Confidence intervals of fitting parameters are computed by taking 2.5-97.5 % percentiles of the best-fit parameters of randomized datasets. The minimum number of trials min_number_of_trials has to be relatively large for accurate confidence interval estimate (with less than 50 trials the taking percentiles results in very discrete values and a convergence test is easily fooled by seeing unchanged percentile (while it did not change simply due to small number of added trials). If you need to reduce accuracy of conf. intervals you shouldn't change this min_number_of_trials but rather increase your convergence tolerance: fraction_conf. Value of 0.05 (fractional change in confidence intervals computed with and without last min_number_of_trials/2 runs) usually gives good estimate. However fraction_conf up to 0.25 also works well.

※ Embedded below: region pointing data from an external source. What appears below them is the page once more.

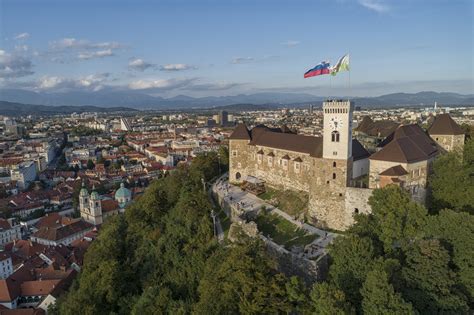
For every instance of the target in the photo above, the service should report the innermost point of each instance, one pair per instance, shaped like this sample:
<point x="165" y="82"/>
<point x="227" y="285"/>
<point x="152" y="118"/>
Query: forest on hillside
<point x="161" y="256"/>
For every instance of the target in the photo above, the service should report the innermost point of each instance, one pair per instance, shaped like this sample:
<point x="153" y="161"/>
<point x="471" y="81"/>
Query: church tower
<point x="337" y="137"/>
<point x="95" y="208"/>
<point x="83" y="199"/>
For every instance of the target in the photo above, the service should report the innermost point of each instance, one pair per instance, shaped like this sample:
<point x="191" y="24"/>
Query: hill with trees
<point x="161" y="257"/>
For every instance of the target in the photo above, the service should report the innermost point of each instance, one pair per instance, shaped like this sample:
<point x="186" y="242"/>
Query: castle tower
<point x="83" y="199"/>
<point x="327" y="195"/>
<point x="95" y="208"/>
<point x="337" y="140"/>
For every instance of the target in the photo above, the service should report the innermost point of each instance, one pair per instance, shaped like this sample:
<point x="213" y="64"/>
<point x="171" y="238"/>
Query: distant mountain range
<point x="17" y="109"/>
<point x="140" y="100"/>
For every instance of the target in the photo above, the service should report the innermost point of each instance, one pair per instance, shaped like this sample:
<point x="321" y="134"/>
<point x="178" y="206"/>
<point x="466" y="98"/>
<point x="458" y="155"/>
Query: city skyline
<point x="212" y="48"/>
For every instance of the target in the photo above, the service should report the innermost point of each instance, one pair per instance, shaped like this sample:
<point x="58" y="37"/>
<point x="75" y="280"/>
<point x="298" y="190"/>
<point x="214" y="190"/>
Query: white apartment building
<point x="24" y="173"/>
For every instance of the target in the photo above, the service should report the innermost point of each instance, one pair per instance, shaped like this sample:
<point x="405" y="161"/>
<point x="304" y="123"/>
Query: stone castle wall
<point x="327" y="193"/>
<point x="450" y="142"/>
<point x="356" y="201"/>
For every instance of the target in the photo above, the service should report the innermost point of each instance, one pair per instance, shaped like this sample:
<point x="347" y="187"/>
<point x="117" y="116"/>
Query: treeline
<point x="161" y="257"/>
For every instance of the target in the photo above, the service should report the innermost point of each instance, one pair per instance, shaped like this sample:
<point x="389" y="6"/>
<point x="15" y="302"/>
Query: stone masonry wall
<point x="450" y="142"/>
<point x="327" y="194"/>
<point x="356" y="202"/>
<point x="239" y="156"/>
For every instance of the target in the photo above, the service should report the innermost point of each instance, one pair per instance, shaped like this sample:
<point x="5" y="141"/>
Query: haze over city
<point x="215" y="48"/>
<point x="236" y="157"/>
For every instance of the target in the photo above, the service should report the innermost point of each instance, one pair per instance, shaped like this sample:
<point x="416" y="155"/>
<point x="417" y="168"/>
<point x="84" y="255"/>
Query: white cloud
<point x="243" y="60"/>
<point x="240" y="60"/>
<point x="176" y="67"/>
<point x="140" y="64"/>
<point x="160" y="84"/>
<point x="92" y="82"/>
<point x="291" y="43"/>
<point x="14" y="65"/>
<point x="70" y="49"/>
<point x="73" y="43"/>
<point x="219" y="86"/>
<point x="22" y="36"/>
<point x="95" y="54"/>
<point x="375" y="5"/>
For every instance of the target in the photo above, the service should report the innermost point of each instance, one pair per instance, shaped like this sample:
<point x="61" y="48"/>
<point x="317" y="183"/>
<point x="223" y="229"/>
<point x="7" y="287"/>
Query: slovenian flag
<point x="341" y="65"/>
<point x="322" y="68"/>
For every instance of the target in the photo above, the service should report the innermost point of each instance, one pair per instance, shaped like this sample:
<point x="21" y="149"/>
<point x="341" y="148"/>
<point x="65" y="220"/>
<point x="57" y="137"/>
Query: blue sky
<point x="202" y="48"/>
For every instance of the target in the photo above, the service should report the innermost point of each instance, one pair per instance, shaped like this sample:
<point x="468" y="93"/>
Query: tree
<point x="352" y="258"/>
<point x="452" y="183"/>
<point x="327" y="299"/>
<point x="456" y="230"/>
<point x="379" y="296"/>
<point x="397" y="219"/>
<point x="242" y="279"/>
<point x="429" y="283"/>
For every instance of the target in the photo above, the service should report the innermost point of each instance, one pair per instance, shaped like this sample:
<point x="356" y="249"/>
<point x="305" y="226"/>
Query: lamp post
<point x="203" y="184"/>
<point x="213" y="216"/>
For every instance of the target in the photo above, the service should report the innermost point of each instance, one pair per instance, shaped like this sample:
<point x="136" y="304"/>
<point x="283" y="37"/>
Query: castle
<point x="333" y="168"/>
<point x="95" y="210"/>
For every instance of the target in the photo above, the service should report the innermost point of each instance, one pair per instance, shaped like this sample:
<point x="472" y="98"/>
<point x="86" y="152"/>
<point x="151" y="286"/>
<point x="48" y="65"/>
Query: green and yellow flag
<point x="341" y="65"/>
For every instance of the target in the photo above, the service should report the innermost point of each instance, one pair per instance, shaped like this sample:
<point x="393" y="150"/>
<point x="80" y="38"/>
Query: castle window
<point x="297" y="167"/>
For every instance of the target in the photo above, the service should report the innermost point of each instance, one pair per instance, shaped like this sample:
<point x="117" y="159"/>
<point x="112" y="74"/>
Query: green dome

As the fitting progresses the confidence intervals are dynamically shown on the graph. Since the ranges of the intervals may be dramatically different for different parameters I show values normalized by last point. Confidence intervals are recalculated as new trials are added and this is what the curves are (normalized intervals for each parameter). You will visually see smaller fluctuations of normalized confidence intervals as more and more trials are added to analysis. The parameter fraction_conf is essentially your measure whether the intervals are at a plateau or not yet.